Leif Knecht knows that pressure comes with the territory when you are in the horticulture industry in Minnesota.
But the owner of Knecht’s Nurseries & Landscaping says this season so far has been ridiculous.
With numerous storms dropping more than a foot of snow on the area in March and April, it looks more like winter than spring here. That doesn’t bode well for farmers and those folks like Knecht who grow things for a living.
“I’ve never seen a spring like this. It’s by far the worst I’ve experienced,” said Knecht, who started growing trees in 1988, moved to the current location on Hwy. 19 in 1990 and started the retail part of his business in 1998. “Anybody in the horticulture industry is suffering right now. It will be tough for us and the farmers. We won’t be able to plant probably until the first part of May, and that’s if all goes well.”
Knecht says that it’s a triple whammy for nurseries because they have to plant in the spring, harvest in the spring and set up a retail business, all in what now looks to be a short season. He says his business — along with other area nursery and landscaping businesses — is already suffering, and that’s not even taking into account the late planting season.
“We’re not only late planting, we’re late on our selling season,” said Knecht, who has much of his inventory still inside greenhouses where he can control the temperatures. “Every single business that is weather dependent will have to scurry. The season just got a month shorter.”
Looking back at 2012, Knecht and area farmers in southern and central Minnesota were already planting at this time, thanks to a mild, dry winter and record warmth in March that saw the thermometer here reach 80 degrees.

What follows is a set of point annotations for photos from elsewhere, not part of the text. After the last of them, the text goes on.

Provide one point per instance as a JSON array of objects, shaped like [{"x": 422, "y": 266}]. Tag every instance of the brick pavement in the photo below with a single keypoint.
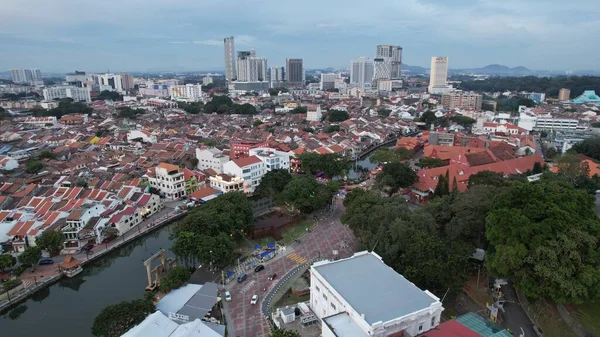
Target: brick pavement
[{"x": 329, "y": 236}]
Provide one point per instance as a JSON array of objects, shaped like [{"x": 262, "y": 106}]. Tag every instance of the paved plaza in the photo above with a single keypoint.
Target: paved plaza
[{"x": 328, "y": 237}]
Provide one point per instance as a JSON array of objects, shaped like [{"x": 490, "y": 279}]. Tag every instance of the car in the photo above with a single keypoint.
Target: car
[{"x": 44, "y": 262}]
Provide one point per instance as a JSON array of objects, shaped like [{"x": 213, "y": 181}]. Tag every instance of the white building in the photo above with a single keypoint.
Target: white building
[
  {"x": 211, "y": 158},
  {"x": 169, "y": 180},
  {"x": 361, "y": 297},
  {"x": 186, "y": 91},
  {"x": 361, "y": 72},
  {"x": 251, "y": 169},
  {"x": 273, "y": 159},
  {"x": 314, "y": 113},
  {"x": 438, "y": 75},
  {"x": 60, "y": 92}
]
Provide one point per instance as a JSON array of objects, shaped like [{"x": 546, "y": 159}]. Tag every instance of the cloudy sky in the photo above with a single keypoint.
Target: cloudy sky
[{"x": 141, "y": 35}]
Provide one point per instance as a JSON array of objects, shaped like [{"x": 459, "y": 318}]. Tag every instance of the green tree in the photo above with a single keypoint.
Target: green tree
[
  {"x": 116, "y": 320},
  {"x": 395, "y": 176},
  {"x": 284, "y": 333},
  {"x": 176, "y": 277},
  {"x": 273, "y": 183},
  {"x": 31, "y": 255},
  {"x": 304, "y": 194},
  {"x": 387, "y": 155},
  {"x": 545, "y": 236},
  {"x": 427, "y": 162},
  {"x": 50, "y": 241}
]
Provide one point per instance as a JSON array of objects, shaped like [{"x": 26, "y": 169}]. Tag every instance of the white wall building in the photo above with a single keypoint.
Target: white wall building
[
  {"x": 314, "y": 113},
  {"x": 251, "y": 169},
  {"x": 169, "y": 180},
  {"x": 186, "y": 91},
  {"x": 60, "y": 92},
  {"x": 273, "y": 159},
  {"x": 438, "y": 75},
  {"x": 211, "y": 158},
  {"x": 361, "y": 296}
]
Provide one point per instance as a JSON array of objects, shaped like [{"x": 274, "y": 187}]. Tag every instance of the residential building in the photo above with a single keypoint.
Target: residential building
[
  {"x": 294, "y": 71},
  {"x": 392, "y": 306},
  {"x": 313, "y": 113},
  {"x": 227, "y": 183},
  {"x": 564, "y": 94},
  {"x": 462, "y": 100},
  {"x": 211, "y": 158},
  {"x": 126, "y": 81},
  {"x": 328, "y": 81},
  {"x": 361, "y": 72},
  {"x": 189, "y": 90},
  {"x": 169, "y": 180},
  {"x": 438, "y": 75},
  {"x": 251, "y": 169},
  {"x": 388, "y": 62},
  {"x": 60, "y": 92},
  {"x": 276, "y": 76},
  {"x": 229, "y": 53},
  {"x": 273, "y": 159}
]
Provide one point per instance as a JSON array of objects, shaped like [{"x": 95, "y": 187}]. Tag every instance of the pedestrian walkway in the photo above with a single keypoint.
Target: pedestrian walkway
[{"x": 297, "y": 258}]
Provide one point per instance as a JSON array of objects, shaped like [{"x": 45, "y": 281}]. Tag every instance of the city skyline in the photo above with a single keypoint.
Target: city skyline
[{"x": 62, "y": 36}]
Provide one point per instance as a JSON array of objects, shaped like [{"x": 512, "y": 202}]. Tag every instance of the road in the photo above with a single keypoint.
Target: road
[{"x": 246, "y": 320}]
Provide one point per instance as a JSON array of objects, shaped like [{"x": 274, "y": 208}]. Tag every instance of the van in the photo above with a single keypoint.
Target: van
[{"x": 242, "y": 278}]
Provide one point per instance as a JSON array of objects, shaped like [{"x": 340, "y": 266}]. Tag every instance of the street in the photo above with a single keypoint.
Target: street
[{"x": 246, "y": 320}]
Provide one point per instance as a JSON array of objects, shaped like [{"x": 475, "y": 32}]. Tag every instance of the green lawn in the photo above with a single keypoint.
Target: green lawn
[
  {"x": 589, "y": 316},
  {"x": 290, "y": 234}
]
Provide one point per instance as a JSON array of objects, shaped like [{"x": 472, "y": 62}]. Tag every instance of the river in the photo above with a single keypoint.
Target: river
[{"x": 68, "y": 307}]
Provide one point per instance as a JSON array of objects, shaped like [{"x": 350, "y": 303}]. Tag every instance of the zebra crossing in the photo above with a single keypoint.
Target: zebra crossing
[{"x": 297, "y": 258}]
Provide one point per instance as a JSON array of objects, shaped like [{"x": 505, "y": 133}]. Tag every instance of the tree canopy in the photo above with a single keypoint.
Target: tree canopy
[
  {"x": 116, "y": 320},
  {"x": 273, "y": 183},
  {"x": 50, "y": 241},
  {"x": 545, "y": 236},
  {"x": 395, "y": 176},
  {"x": 330, "y": 165}
]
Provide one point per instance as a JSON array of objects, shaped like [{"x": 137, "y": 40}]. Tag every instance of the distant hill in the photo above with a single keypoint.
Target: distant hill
[{"x": 496, "y": 69}]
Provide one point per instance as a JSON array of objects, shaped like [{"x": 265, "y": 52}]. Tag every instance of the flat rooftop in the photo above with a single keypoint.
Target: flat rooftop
[{"x": 374, "y": 289}]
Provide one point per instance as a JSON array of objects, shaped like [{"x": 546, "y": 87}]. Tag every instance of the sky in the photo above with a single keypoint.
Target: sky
[{"x": 187, "y": 35}]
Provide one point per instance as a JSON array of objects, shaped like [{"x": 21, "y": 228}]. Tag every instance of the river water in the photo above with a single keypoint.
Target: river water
[{"x": 68, "y": 307}]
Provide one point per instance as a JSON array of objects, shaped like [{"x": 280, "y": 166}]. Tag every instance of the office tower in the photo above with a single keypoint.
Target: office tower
[
  {"x": 438, "y": 75},
  {"x": 328, "y": 81},
  {"x": 251, "y": 68},
  {"x": 388, "y": 62},
  {"x": 564, "y": 94},
  {"x": 126, "y": 81},
  {"x": 294, "y": 71},
  {"x": 229, "y": 52},
  {"x": 361, "y": 72}
]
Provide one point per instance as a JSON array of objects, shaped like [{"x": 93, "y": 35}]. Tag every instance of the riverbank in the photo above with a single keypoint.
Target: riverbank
[{"x": 42, "y": 282}]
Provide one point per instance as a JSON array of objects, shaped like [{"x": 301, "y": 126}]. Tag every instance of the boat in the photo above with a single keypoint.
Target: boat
[{"x": 70, "y": 266}]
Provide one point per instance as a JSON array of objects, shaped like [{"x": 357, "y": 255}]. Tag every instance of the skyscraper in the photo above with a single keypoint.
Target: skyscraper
[
  {"x": 229, "y": 52},
  {"x": 438, "y": 75},
  {"x": 388, "y": 62},
  {"x": 361, "y": 72},
  {"x": 294, "y": 71}
]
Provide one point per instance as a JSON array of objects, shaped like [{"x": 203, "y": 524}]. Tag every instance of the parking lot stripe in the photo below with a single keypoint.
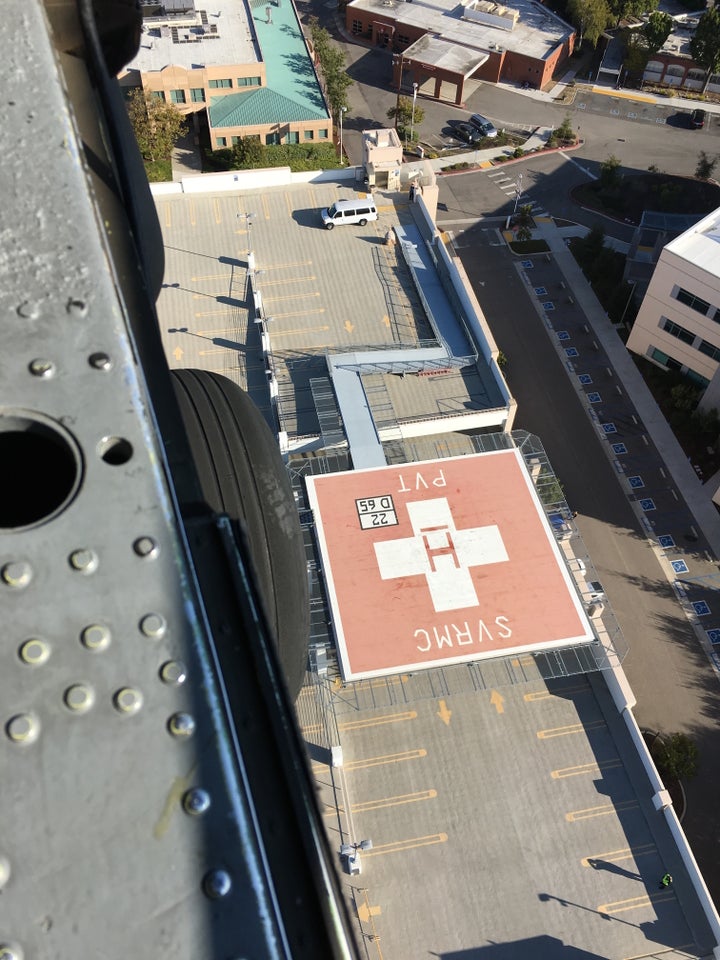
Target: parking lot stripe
[
  {"x": 633, "y": 903},
  {"x": 378, "y": 721},
  {"x": 591, "y": 768},
  {"x": 399, "y": 845},
  {"x": 603, "y": 810},
  {"x": 386, "y": 758},
  {"x": 571, "y": 728},
  {"x": 626, "y": 853},
  {"x": 379, "y": 804}
]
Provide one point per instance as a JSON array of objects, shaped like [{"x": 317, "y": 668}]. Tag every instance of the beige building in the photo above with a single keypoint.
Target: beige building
[
  {"x": 678, "y": 325},
  {"x": 247, "y": 68}
]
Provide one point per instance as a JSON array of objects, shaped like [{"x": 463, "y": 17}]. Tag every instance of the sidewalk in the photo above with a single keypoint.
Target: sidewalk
[{"x": 682, "y": 472}]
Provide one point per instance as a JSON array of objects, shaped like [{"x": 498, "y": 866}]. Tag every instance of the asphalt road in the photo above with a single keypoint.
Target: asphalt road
[{"x": 668, "y": 672}]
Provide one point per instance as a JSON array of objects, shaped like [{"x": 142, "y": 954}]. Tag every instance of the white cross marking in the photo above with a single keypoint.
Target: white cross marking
[{"x": 442, "y": 553}]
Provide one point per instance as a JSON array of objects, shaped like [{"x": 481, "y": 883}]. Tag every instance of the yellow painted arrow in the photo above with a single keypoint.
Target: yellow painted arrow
[
  {"x": 365, "y": 911},
  {"x": 444, "y": 713},
  {"x": 497, "y": 701}
]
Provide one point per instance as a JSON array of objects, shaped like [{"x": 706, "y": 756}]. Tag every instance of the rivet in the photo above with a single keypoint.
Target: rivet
[
  {"x": 42, "y": 368},
  {"x": 128, "y": 700},
  {"x": 11, "y": 951},
  {"x": 217, "y": 884},
  {"x": 29, "y": 309},
  {"x": 146, "y": 547},
  {"x": 181, "y": 725},
  {"x": 100, "y": 361},
  {"x": 96, "y": 637},
  {"x": 153, "y": 625},
  {"x": 17, "y": 573},
  {"x": 84, "y": 560},
  {"x": 23, "y": 728},
  {"x": 174, "y": 672},
  {"x": 196, "y": 802},
  {"x": 5, "y": 871},
  {"x": 79, "y": 698},
  {"x": 76, "y": 307},
  {"x": 34, "y": 652}
]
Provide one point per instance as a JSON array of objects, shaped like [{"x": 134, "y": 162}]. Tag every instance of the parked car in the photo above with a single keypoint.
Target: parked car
[
  {"x": 467, "y": 132},
  {"x": 483, "y": 125}
]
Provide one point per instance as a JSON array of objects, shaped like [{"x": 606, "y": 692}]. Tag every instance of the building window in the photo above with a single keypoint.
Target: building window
[
  {"x": 664, "y": 360},
  {"x": 675, "y": 330},
  {"x": 709, "y": 350},
  {"x": 697, "y": 379},
  {"x": 695, "y": 303}
]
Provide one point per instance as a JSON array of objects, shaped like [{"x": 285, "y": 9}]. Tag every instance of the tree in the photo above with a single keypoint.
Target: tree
[
  {"x": 610, "y": 175},
  {"x": 705, "y": 166},
  {"x": 402, "y": 113},
  {"x": 247, "y": 152},
  {"x": 157, "y": 124},
  {"x": 591, "y": 17},
  {"x": 705, "y": 45},
  {"x": 333, "y": 72},
  {"x": 677, "y": 756},
  {"x": 656, "y": 30},
  {"x": 565, "y": 131}
]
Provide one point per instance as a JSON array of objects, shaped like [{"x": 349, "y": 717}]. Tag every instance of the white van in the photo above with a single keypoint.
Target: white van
[{"x": 359, "y": 211}]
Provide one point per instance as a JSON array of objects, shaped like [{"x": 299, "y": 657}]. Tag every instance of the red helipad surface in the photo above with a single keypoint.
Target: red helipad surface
[{"x": 441, "y": 562}]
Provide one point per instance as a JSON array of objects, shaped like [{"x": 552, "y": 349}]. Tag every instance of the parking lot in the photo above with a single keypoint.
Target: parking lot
[{"x": 507, "y": 814}]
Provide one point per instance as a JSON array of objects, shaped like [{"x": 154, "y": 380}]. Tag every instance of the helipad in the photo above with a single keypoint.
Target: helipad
[{"x": 440, "y": 562}]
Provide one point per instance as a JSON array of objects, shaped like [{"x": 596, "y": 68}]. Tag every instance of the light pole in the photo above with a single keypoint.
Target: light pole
[
  {"x": 412, "y": 121},
  {"x": 342, "y": 158},
  {"x": 397, "y": 99},
  {"x": 518, "y": 191},
  {"x": 248, "y": 218}
]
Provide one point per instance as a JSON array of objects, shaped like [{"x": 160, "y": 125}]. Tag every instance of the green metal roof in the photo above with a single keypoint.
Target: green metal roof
[
  {"x": 292, "y": 93},
  {"x": 257, "y": 107}
]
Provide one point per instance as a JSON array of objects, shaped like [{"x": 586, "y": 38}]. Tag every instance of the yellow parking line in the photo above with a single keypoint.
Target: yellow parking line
[
  {"x": 570, "y": 729},
  {"x": 368, "y": 805},
  {"x": 292, "y": 296},
  {"x": 633, "y": 903},
  {"x": 603, "y": 810},
  {"x": 590, "y": 768},
  {"x": 386, "y": 758},
  {"x": 399, "y": 845},
  {"x": 625, "y": 853},
  {"x": 378, "y": 721},
  {"x": 296, "y": 313}
]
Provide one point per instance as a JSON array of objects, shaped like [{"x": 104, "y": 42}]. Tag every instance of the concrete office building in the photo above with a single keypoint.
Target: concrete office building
[
  {"x": 246, "y": 65},
  {"x": 678, "y": 325},
  {"x": 445, "y": 44}
]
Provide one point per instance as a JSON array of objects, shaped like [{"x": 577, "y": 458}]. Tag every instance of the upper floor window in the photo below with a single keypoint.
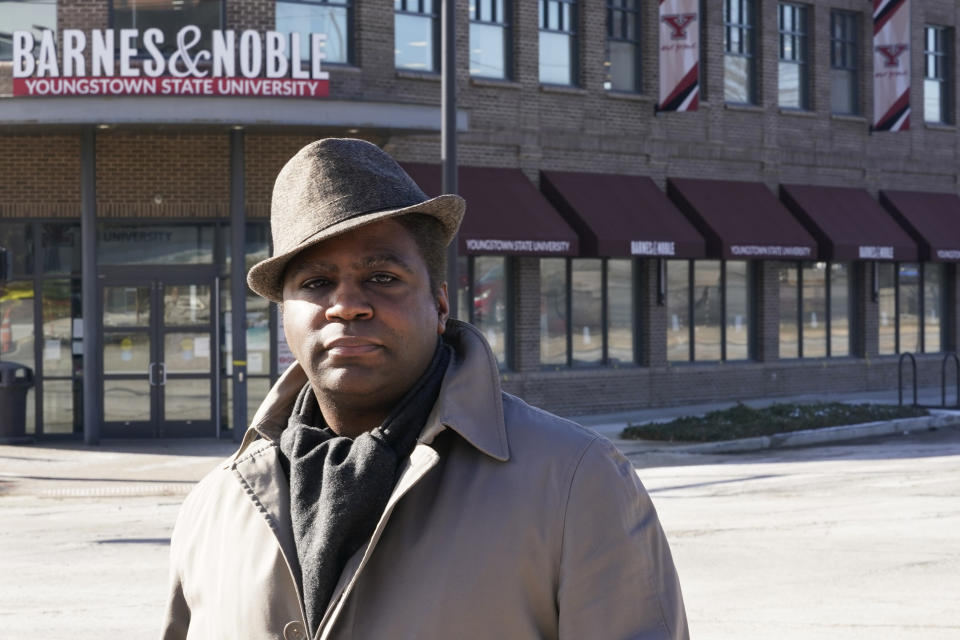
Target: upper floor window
[
  {"x": 415, "y": 35},
  {"x": 622, "y": 63},
  {"x": 936, "y": 75},
  {"x": 844, "y": 67},
  {"x": 25, "y": 15},
  {"x": 169, "y": 16},
  {"x": 330, "y": 17},
  {"x": 793, "y": 79},
  {"x": 739, "y": 64},
  {"x": 814, "y": 309},
  {"x": 558, "y": 41},
  {"x": 708, "y": 310},
  {"x": 489, "y": 38}
]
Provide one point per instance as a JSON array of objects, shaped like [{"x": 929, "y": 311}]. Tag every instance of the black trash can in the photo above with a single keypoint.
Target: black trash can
[{"x": 15, "y": 382}]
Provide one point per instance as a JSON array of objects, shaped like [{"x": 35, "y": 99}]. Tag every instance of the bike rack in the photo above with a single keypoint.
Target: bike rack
[
  {"x": 913, "y": 365},
  {"x": 943, "y": 379}
]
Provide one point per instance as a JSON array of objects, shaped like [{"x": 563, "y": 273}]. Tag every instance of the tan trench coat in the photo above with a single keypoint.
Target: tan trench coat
[{"x": 506, "y": 522}]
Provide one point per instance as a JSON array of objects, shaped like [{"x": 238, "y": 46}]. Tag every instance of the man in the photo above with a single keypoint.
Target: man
[{"x": 387, "y": 488}]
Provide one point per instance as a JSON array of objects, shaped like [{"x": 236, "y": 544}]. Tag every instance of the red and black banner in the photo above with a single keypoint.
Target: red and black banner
[
  {"x": 679, "y": 55},
  {"x": 891, "y": 65}
]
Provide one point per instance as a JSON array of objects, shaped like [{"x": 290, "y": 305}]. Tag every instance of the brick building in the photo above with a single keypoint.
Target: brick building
[{"x": 617, "y": 256}]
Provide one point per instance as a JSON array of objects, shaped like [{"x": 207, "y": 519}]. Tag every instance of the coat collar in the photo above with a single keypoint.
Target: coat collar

According to the U.S. Department of Agriculture, full-scale fieldwork began on April 12, which was a full week ahead of the average. At this time last year, average statewide temperatures were 10 degrees above normal.
“You can just throw out last year’s season,” said Northfield farmer Mike Ludwig. “We’ll never see that again. Every year is unusual. As a farmer, we’re ready for anything. We’ll be ready to go when the weather breaks here soon.”
Northfield farmer Ray Larson, who has been farming for about 50 years, agrees with Ludwig, saying there is plenty of time to get the crop in and have a good yield. In fact, he sees some benefits of the late-season deluge of snow and moisture.
“I’m just thankful for the sub-soil moisture,” said Larson, who works 450 acres. “I think the big guys keep looking at the calendar and are getting a little antsy. But the smaller guys know they still have time to get it all done. If it isn’t sooner, it will be later. Not much we can do about it.”
While the 2012 growing season started with a bang, rains two weeks in slowed planting and presented different problems for farmers. After waiting out a couple weeks of downpours, they were back in their fields.
“Last year, we had all of the corn planted by May 15 and the yield was the best we’ve seen in Northfield in a long time,” Ludwig said. “The late corn was our best corn.”
That jibes with a recent report from the University of Minnesota Extension that says anticipated corn planting dates are still in range for high yield expectations.
It says that while weather conditions are delaying the onset of corn planting, wide fluctuations in the corn planting process are not uncommon in Minnesota. According to the report, by the end of April, about 50 percent or more of the state’s corn acres were planted in 2009, 2010 and 2012, compared to less than 5 percent in 2008 and 2011.
In the latter two years, when it was mid-May before half of Minnesota’s corn acres were planted, state-average yields ranked third and fifth among Corn Belt states.
“From my experience, if we get in the fields the first week of May, we’ll be fine,” Ludwig said. “We’re ready to go. We’ll have our corn planted so fast when it’s time, this weather will be an after-thought.”
That might be the case for area farmers, but for Knecht and others in the horticulture industry, time is of the essence. He says the materials are there and his guys are ready to get things rolling.
“We watch the weather multiple times a day,” Knecht said. “We’re in a good position to weather a ripple brought on by Mother Nature, but right now, it feels like a tidal wave. That means that when the warmer temperatures come, it will be truly insane around here.”